While the invention has been described with reference to an exemplary embodiment or embodiments, it will be understood by those skilled in the art that various changes may be made and equivalents may be substituted for elements thereof without departing from the scope of the invention. In addition, many modifications may be made to adapt a particular situation or material to the teachings of the invention without departing from the essential scope thereof. Therefore, it is intended that the invention not be limited to the particular embodiment disclosed as the best mode contemplated for carrying out this invention, but that the invention will include all embodiments falling within the scope of the claims. Also, in the drawings and the description, there have been disclosed exemplary embodiments of the invention and, although specific terms may have been employed, they are unless otherwise stated used in a generic and descriptive sense only and not for purposes of limitation, the scope of the invention therefore not being so limited. Moreover, the use of the terms first, second, etc. do not denote any order or importance, but rather the terms first, second, etc. are used to distinguish one element from another. Furthermore, the use of the terms a, an, etc. do not denote a limitation of quantity, but rather denote the presence of at least one of the referenced item.

Claims

1. A downhole drill bit comprising:

a body;

a plurality of cutters attached to the body; and

at least one prefabricated splitter having a proximal portion encased within the body and at least one distal portion extending outwardly of the body, the proximal portion having a larger dimension positioned deeper within the body than a dimension nearer to a surface of the body to mechanically lock the at least one prefabricated splitter into the body, the at least one distal portion being in operable communication with at least one of the plurality of cutters such that the at least one distal portion bifurcates cuttings cut by the at least one cutter.
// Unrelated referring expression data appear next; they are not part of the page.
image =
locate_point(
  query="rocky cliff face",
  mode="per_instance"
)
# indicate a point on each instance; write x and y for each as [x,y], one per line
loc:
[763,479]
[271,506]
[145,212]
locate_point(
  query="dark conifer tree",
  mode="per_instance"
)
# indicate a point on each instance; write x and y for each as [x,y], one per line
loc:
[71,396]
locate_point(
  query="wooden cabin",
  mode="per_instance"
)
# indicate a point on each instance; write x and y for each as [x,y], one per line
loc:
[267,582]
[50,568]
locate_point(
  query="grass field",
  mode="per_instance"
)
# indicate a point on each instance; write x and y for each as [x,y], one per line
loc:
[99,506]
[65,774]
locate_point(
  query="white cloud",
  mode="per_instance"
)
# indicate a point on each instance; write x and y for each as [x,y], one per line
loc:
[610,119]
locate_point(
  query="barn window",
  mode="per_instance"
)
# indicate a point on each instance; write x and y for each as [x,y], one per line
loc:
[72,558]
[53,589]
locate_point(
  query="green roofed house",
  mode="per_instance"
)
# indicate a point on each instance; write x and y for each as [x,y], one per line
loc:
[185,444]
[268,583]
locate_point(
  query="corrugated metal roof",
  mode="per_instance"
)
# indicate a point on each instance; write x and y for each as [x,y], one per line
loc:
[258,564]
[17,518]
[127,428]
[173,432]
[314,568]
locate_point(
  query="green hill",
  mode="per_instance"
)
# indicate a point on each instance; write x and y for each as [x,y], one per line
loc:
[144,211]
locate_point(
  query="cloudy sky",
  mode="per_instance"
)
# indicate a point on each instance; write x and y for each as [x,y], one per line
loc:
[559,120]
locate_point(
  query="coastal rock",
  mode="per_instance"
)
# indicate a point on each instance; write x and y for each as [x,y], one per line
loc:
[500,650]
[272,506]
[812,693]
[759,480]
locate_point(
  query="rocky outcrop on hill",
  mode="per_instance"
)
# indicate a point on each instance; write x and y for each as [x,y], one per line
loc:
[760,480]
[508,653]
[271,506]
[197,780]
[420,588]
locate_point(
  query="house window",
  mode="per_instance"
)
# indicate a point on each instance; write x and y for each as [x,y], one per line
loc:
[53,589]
2. The downhole drill bit of claim 1, wherein the proximal portion has a noncircular cross-sectional shape.

3. The downhole drill bit of claim 1, wherein the proximal portion is bonded to the body.

4. The downhole drill bit of claim 1, wherein a material of the at least one prefabricated splitter is different than a material of the body.

5. The downhole drill bit of claim 1, wherein the at least one prefabricated splitter is made of a material selected from the group consisting of polycrystalline diamond compact (PDC), thermally stable polycrystalline diamond (TSP), cubic boron nitride (CBN), polycrystalline cubic boron nitride (PCBN), carbon, ceramics and combinations of the aforementioned.

6. The downhole drill bit of claim 1, wherein the at least one prefabricated splitter includes a splitter edge configured to be a first portion of the at least one prefabricated splitter to engage cuttings.

7. The downhole drill bit of claim 6, wherein the splitter edge is oriented substantially perpendicular to a face of the at least one of the plurality of cutters with which the at least one splitter having the splitter edge is in operable communication.

8. The downhole drill bit of claim 6, wherein the splitter edge is slanted such that a distal portion of the splitter edge is nearer the cutter than a proximal portion of the splitter edge.

9. The downhole drill bit of claim 6, wherein the splitter edge is downstream of a cutter edge on a face of the at least one of the plurality of cutters that the at least one splitter having the splitter edge is in operable communication with, downstream being defined by a flow of the cuttings relative to the cutter edge.

10. The downhole drill bit of claim 6, wherein at least two surfaces of the at least one splitter intersect at the splitter edge.

11. The downhole drill bit of claim 10, wherein at least one of the at least two surfaces includes one from the group consisting of polytetrafluoroethylene (PTFE) treating, chrome plating, hardfacing, physical vapor deposition/chemical vapor deposition coatings, diamond-like coatings and combinations of two or more of the foregoing.